As part of this transition, we would be moving the corpus extraction tooling from GitHub - google/ml-compiler-opt: Infrastructure for Machine Learning Guided Optimization (MLGO) in LLVM. to within the LLVM monorepo, specifically under llvm/py/mlgo. We would use namespace packaging (Packaging namespace packages - Python Packaging User Guide) to create a llvm.mlgo package with our tooling. The llvm.* namespace would be open for others to extend with their own utilities. However, we’re open to other ideas on where exactly things should be placed.The exact files/tests/associated utilities can be seen in [MLGO] Upstream the corpus extraction tooling by boomanaiden154 · Pull Request #72319 · llvm/llvm-project · GitHub. We would be making a couple minor changes to the existing code to make it consistent with the rest of the LLVM project:

  • Decouple the current libraries/scripts from GitHub - google/ml-compiler-opt: Infrastructure for Machine Learning Guided Optimization (MLGO) in LLVM. so they are in a suitable state for being introduced upstream.

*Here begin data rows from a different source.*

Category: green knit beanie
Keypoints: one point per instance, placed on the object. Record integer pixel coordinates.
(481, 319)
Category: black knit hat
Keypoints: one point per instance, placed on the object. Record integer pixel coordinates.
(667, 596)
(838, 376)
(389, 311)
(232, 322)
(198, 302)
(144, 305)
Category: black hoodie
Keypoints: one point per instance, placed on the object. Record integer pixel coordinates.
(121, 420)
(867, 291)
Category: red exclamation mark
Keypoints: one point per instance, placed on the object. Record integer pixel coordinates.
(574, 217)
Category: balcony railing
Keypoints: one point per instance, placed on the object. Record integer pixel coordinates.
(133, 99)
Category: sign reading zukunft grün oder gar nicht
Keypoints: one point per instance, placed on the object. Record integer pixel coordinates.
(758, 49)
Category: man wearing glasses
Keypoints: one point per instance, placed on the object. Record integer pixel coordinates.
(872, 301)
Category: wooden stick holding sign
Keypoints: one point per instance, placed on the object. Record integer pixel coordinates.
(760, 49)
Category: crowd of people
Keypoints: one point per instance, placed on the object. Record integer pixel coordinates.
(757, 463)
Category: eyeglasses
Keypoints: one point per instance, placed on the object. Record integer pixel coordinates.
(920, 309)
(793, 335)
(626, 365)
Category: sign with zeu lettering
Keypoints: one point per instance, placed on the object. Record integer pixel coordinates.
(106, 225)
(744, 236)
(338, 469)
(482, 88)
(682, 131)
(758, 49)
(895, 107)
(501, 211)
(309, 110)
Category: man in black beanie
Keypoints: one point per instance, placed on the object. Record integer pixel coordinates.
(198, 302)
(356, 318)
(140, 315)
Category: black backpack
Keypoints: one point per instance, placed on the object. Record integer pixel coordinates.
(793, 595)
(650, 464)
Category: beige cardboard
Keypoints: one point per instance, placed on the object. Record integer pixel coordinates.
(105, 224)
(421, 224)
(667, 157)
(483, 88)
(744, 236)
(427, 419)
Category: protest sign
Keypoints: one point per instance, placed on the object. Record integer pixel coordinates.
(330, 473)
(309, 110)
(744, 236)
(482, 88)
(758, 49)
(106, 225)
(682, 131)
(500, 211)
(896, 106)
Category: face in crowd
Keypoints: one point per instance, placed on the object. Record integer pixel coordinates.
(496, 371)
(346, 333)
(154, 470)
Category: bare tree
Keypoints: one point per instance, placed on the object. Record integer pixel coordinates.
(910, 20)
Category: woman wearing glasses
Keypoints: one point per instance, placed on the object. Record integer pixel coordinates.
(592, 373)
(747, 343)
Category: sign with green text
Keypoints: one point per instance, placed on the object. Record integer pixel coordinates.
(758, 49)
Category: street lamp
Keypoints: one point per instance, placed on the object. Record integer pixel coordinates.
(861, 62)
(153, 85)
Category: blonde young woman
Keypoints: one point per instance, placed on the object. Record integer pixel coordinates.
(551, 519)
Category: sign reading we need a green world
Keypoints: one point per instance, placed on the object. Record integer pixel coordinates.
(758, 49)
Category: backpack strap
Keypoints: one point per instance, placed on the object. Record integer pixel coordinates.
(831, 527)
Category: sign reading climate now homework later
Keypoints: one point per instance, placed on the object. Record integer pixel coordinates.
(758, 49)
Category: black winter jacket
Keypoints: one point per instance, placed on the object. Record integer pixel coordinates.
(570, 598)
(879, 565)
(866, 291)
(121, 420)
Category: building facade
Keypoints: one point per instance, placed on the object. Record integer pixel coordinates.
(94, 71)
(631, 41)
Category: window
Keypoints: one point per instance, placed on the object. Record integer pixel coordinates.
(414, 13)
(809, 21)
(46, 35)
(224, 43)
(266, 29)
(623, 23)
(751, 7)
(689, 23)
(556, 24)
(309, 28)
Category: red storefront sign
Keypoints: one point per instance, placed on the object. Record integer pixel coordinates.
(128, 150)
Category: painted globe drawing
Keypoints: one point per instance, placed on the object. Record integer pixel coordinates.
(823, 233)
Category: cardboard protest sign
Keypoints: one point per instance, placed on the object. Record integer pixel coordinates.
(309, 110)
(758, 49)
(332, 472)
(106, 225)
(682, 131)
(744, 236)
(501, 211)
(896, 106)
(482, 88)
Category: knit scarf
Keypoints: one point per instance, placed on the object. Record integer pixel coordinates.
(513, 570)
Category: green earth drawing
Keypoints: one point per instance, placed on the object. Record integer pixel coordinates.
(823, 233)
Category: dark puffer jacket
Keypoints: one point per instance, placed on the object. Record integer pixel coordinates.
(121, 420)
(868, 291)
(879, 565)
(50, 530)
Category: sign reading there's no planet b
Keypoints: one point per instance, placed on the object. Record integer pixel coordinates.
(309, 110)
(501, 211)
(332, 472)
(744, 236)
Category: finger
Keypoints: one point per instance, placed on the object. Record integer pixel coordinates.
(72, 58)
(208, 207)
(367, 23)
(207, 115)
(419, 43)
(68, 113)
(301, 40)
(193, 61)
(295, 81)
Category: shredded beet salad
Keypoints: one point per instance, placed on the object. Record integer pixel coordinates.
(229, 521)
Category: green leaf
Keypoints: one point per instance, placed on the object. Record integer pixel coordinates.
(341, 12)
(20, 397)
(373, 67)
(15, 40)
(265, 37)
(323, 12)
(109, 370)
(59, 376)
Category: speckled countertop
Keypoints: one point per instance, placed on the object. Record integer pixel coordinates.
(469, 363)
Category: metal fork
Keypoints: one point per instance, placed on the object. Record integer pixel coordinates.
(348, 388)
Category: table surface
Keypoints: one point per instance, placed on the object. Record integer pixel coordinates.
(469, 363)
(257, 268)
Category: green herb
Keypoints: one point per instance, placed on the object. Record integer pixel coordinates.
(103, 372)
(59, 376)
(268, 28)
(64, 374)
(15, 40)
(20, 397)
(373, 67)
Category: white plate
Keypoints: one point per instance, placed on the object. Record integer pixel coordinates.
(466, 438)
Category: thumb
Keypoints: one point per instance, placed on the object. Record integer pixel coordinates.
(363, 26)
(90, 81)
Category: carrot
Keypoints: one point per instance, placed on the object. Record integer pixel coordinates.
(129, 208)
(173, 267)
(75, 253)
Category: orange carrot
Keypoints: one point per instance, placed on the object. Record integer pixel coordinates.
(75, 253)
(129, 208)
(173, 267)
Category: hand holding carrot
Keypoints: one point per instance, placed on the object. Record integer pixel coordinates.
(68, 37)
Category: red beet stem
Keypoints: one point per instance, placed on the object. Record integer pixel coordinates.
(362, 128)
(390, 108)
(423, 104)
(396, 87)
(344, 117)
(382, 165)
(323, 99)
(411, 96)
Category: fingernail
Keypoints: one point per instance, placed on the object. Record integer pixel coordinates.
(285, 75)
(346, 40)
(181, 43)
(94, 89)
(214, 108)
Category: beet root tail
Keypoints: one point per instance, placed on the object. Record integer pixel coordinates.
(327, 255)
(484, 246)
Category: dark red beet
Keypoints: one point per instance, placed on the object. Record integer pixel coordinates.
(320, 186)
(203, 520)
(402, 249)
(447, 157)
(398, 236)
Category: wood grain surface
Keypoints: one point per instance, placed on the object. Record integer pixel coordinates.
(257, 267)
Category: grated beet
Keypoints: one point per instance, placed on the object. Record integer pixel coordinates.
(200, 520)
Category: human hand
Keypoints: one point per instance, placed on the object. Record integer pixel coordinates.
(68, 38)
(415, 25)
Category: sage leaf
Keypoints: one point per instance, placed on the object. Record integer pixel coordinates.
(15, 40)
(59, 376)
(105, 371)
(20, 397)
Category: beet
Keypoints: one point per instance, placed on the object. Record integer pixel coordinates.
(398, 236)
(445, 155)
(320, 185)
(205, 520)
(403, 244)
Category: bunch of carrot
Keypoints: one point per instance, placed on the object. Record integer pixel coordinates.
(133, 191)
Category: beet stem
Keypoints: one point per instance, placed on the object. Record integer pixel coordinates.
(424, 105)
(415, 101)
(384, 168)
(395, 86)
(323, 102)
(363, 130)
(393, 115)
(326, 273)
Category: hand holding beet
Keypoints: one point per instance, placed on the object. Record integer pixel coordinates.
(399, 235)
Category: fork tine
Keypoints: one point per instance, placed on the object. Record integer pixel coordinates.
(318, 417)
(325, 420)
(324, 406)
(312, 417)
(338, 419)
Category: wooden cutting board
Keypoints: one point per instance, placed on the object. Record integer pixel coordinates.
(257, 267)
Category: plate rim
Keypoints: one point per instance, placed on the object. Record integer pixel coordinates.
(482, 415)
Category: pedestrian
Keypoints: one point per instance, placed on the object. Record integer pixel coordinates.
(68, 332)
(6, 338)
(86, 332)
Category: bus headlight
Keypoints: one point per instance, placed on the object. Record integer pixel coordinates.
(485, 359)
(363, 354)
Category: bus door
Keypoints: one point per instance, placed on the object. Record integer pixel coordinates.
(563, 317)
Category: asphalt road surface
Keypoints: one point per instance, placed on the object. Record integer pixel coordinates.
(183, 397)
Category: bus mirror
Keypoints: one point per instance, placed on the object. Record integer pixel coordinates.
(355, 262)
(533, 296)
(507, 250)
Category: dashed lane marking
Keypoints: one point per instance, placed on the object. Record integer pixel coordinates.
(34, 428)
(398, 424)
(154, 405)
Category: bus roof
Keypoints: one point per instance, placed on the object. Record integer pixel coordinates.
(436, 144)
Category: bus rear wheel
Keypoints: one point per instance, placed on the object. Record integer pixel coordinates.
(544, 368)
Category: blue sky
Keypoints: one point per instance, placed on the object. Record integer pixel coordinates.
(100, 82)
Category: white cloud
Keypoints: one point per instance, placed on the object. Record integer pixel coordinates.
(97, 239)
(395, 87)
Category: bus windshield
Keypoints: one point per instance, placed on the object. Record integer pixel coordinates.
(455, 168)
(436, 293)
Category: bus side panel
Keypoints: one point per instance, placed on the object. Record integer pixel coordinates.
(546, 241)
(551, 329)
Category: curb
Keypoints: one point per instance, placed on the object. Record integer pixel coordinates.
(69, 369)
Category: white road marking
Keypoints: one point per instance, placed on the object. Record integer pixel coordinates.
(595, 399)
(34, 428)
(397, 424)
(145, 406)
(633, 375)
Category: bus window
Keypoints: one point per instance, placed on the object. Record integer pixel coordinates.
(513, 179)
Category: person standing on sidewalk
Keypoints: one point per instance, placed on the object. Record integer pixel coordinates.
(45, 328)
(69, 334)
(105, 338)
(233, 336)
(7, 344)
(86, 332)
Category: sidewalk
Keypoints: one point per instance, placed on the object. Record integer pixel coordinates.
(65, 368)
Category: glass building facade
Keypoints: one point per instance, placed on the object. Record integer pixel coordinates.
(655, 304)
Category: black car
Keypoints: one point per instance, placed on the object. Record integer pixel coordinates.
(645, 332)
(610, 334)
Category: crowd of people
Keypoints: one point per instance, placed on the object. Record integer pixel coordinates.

  • Remove extra dependencies from the scripts as necessary and keep dependency-using prescriptive parts of the tooling that enable certain (internal) use cases in the existing google/ml-compiler-opt repository.
  • Reformat the code with black to use consistent formatting with the rest of the LLVM monorepo.
  • Add CI to publish the library as a PyPI package with the rest of the LLVM release process and as a nightly build.
  • Change out the license headers.

We believe this change should be relatively unobtrusive as it doesn’t change any defaults and should be a relatively small addition, but we want to obtain community feedback on this proposal before taking the next steps.